両親は最後までこの学校に進学する事に反対した。そりゃそうだよね。

元ヤンならとも角かく。うちの両親は公務員。市役所勤めの父親と小学校の先生の母親。

本当なら志仰に楽々推薦入学出来てた筈のに、ギリギリ迄ふたりに反対されて何とか一般入試で入学を勝ち取ったのだ。
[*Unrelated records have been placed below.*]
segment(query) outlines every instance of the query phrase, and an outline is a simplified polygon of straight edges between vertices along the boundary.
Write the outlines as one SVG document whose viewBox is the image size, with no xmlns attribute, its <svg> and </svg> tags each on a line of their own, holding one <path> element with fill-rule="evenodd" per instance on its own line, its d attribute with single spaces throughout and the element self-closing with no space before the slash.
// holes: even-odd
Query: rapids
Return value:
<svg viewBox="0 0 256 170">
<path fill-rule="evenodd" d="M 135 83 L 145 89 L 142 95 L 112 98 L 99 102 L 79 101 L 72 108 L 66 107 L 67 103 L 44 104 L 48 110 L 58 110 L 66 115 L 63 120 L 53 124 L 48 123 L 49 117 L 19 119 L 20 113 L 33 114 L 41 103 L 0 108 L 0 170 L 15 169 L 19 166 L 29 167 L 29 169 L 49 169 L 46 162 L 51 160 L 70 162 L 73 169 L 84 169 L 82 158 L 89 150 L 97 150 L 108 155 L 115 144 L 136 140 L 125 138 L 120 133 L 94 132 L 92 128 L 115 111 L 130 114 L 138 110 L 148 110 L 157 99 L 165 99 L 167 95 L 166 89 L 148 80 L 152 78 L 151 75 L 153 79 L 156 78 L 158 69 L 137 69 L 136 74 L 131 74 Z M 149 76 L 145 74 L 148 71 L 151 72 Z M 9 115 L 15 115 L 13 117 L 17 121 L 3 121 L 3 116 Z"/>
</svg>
「建築家に為りたいって由香の夢は分かるけど、まず進学校に行って専門課がある大学を受けたら良いじゃない。」

どうして徒歩10分のここが駄目で電車で片道一時間掛かる進学校なの。

進みたい大学に広い推薦枠を持つここがなぜ駄目なの。

何度話しても納得行く答えは貰えなかった。

今日の入学式。案の定両親は二人共仕事で来ない。


「学校があるし、志仰学園だなんて。」

ママのその先の言葉は散々聞かされて簡単に想像がつく。


『みっともない。』

『恥ずかしい。』


パパに至っては

『不良と付き合ったら強制退学させる。』

と来た。


二つ下の弟が

『良いじゃん。姉貴がレベル落としてくれたから俺も受験、気楽だし。』

なんて喜んでくれたのが唯一の救いと言えば救いだけど。私が志仰に進学したから気楽に受験出来ると言われてもなぁ…。


「はあぁ~。」

桜も咲いて心躍る春の筈なのに私の溜め息は晴れた空に吸い込まれた。